IMPAIRMENTS OF HIPPOCAMPAL LTP BY INTRACEREBRAL INOCULATION WITH OLIGOMERIC ABETA(1-42) ARE EXACERBATED BY AGE-RELATED HEARING LOSS IN MICE

Age-related hearing loss (ARHL) is considered a risk factor for Alzheimer's disease (AD)(10.3389/fnins.2018.00394) and mice that have congenital ARHL exhibit both deficits in hippocampal synaptic plasticity and spatial learning (10.1093/cercor/bhaa061; 10.1098/rstb.2023.0229). Hippocampal function is debilitated by intracerebral inoculation with oligomeric amyloid-beta (Abeta1-42) (10.3389/fnbeh.2015.00103) that is regarded as one of the main instigators of AD (10.12659/MSM.933084; 10.1111/febs.1693; 10.1016/j.immuni.2024.09.014).
Here, we explored the extent to which hippocampal synaptic plasticity is affected by ARHL and Abeta.

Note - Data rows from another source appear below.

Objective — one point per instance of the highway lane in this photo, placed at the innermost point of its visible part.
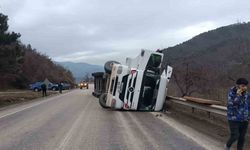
(75, 121)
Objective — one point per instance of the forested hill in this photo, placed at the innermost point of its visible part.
(212, 60)
(21, 65)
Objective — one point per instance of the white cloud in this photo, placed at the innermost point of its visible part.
(96, 30)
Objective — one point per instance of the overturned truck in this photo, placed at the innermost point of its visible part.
(140, 84)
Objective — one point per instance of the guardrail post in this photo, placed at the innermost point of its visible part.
(209, 114)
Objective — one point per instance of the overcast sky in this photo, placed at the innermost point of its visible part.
(94, 31)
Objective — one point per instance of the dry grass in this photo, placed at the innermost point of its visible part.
(12, 97)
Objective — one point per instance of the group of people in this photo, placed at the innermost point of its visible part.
(238, 113)
(44, 88)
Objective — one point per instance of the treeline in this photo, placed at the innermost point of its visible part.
(208, 64)
(21, 64)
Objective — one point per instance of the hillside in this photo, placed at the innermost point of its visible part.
(80, 70)
(21, 64)
(210, 62)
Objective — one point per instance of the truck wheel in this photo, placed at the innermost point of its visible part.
(103, 99)
(36, 89)
(108, 66)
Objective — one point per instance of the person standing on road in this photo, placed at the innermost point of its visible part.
(238, 113)
(44, 89)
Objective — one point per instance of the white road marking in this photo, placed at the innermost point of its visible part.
(69, 134)
(200, 139)
(43, 101)
(144, 132)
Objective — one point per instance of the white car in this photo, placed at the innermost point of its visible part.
(140, 84)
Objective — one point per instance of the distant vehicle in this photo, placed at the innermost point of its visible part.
(140, 84)
(66, 86)
(36, 86)
(52, 86)
(84, 84)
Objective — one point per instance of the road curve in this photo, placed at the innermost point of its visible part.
(75, 121)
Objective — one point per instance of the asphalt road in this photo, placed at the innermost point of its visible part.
(75, 120)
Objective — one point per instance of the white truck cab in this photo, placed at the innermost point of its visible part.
(139, 84)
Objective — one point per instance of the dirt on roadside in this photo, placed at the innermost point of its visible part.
(13, 97)
(213, 125)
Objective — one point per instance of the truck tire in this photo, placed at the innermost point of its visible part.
(108, 66)
(103, 99)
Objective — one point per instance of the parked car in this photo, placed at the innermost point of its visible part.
(84, 84)
(66, 86)
(52, 86)
(36, 86)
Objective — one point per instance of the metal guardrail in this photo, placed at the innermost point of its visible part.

Two mouse strains were compared: the C57BL/6 strain that exhibits progressive ARHL from early life (10.3342/ceo.2010.3.3.126), and the CBA/CaOlaHsd that does not exhibit sensory deficits.

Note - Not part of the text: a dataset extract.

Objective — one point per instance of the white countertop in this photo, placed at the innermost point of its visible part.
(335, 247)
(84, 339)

Male mice underwent intracerebral inoculation with oligomeric Abeta(1-42) at 2 months of age. One, three, and six months later, hippocampal long-term potentiation (LTP) was assessed in freely behaving mice. We observed that C57BL/6 mice expressed weaker LTP compared to age-matched CBA/CaOlaHsd mice. Moreover, the ARHL strain exhibited impaired LTP, compared to controls, beginning one month after treatment. By contrast, CBA/CaOla mice first exhibited impaired LTP 6 months after treatment with Abeta. These results indicate that ARHL may be associated with poorer hippocampal synaptic plasticity in mice. In addition, LTP impairments, caused by intracerebral inoculation with oligomeric Abeta, emerge in earlier in time in ARHL mice than in the sensorily intact murine strain. These findings prompt further considerations that a functional link between Abeta(1-42) propagation and ARHL may contribute to the increased AD vulnerability of individuals suffering from ARHL.
Supported by a Deutsche Forschungsgemeinschafts grant to DMV (GRK 2862/P04, project no.: 492434978).